We noted above that the assignment contained a handwritten insertion which read “Assigned the sum of $3,651.32 Three Thousand six Hundred Fifty one and 32/100.” The amount for which defendants were later billed by plaintiff was $3651.70 representing the cost of the carpeting released by plaintiff.
It is plaintiff’s position that the assignment constituted a commitment by defendants to pay to plaintiff $3651.32 irrespective of the contractual relationship between defendants and Portland Home Center. Defendants construe the handwritten clause as an offer by defendants to plaintiff to pay plaintiff $3651.32 out of Portland Home Center’s “right, title and interest in or to all moneys or payments which are payable or which become payable” (the language of the assignment) from defendants to Portland Home Center, in consideration of plaintiff supplying the carpeting for sale by Portland Home Center to defendants.
*284Plaintiff’s theory is acceptable only if no meaning is given to that part of the language of the assignment which transfers only those “moneys or payments which are payable or which become payable.” There were no moneys payable at the date of the assignment because Portland Home Center had not performed any part of the contract.
Defendant Boyd Hawley did not testify and consequently we do not have his explanation for the handwritten insertion. But Mrs. Hawley testified and she stated that the insertion was made upon Mr. Hawley’s insistence. This is nndenied. Obviously Mr. Hawley would not have insisted upon the handwritten clause if it was to have the effect plaintiff puts upon it. The clause would serve defendants’ interest if it is construed as expressing the balance which they felt they would be obligated to pay if Portland Home Center fulfilled its entire contract taking into account the sums already previously paid by defendants. This was Mrs. Hawley’s understanding of the purpose of the added clause. She testified on cross-examination as follows:
“Q Now, the figure that’s on the assignment, $3,651, how was that arrived at, the figure that Mr. Hawley insisted be put on the assignment?
“A That was the balance of materials and labor, as I recall. That was — balance of material and labor for complete installation of carpet and drapery.
“Q Due the Home Center?
“A If and when the contracts were fulfilled.”
Mrs. Hawley did not know the exact amount which would have been payable on the date of the assignment after crediting defendants for the amount paid in advance to Portland Home Center. She did not explain *285why the parties used the figure $3651.32, the price of the carpet which was finally delivered. It is probable that Mr. Danner in explaining the purpose of the assignment informed the Hawleys that this was the amount which would be payable to plaintiff and therefore the amount which Portland Home Center would have to assign over to plaintiff.

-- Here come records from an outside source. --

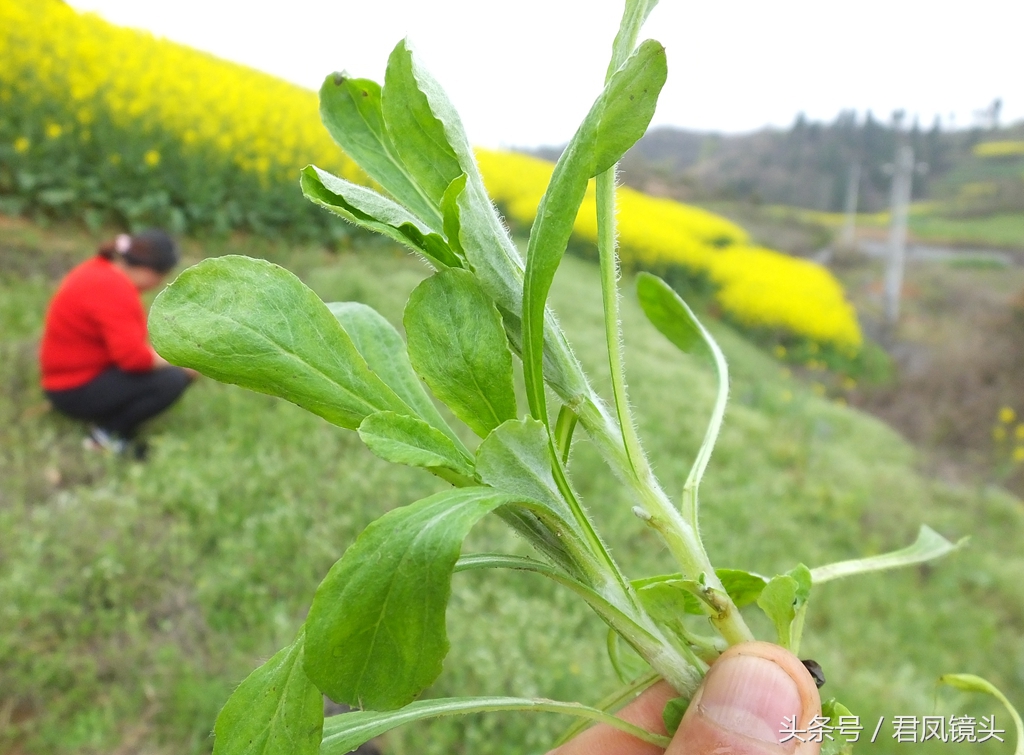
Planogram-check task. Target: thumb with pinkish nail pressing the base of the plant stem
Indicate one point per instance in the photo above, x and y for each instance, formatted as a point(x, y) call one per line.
point(741, 706)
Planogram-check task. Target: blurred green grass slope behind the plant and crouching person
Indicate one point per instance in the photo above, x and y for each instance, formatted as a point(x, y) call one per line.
point(134, 598)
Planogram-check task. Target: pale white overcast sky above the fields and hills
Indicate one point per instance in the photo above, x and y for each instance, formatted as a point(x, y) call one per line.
point(525, 73)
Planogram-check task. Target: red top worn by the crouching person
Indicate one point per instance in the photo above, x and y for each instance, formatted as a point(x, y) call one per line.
point(96, 322)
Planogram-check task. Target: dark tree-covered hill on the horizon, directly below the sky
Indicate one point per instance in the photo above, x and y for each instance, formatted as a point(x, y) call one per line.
point(808, 165)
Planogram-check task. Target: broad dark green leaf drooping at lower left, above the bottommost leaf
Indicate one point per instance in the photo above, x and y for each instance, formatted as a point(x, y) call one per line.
point(375, 634)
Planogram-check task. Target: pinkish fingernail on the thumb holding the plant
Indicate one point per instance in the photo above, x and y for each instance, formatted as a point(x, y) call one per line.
point(750, 696)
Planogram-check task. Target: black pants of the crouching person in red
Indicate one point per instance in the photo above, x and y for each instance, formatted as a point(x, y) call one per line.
point(119, 402)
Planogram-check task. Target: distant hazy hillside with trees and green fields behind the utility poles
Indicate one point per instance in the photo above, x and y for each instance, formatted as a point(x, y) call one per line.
point(789, 187)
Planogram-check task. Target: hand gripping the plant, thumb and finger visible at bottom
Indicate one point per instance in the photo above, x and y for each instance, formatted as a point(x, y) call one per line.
point(739, 710)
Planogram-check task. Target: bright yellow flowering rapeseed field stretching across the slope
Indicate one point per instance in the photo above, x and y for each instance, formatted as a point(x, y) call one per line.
point(110, 123)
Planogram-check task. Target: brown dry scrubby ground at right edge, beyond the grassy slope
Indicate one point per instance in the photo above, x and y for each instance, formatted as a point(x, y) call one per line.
point(959, 352)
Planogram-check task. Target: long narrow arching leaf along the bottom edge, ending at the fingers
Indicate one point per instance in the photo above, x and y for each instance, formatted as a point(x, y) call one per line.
point(344, 734)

Neither plaintiff’s nor defendants’ explanations as to the purpose of the assignment are completely satisfactory. At best the transaction is ambiguous. In these circumstances we think that the assignment should be given the effect which assignments normally have, that is, to transfer whatever rights the assignor has against his obligor rather than construe it as creating new rights between the assignee and the obligor, as plaintiff contends.
The judgment of the trial court is reversed.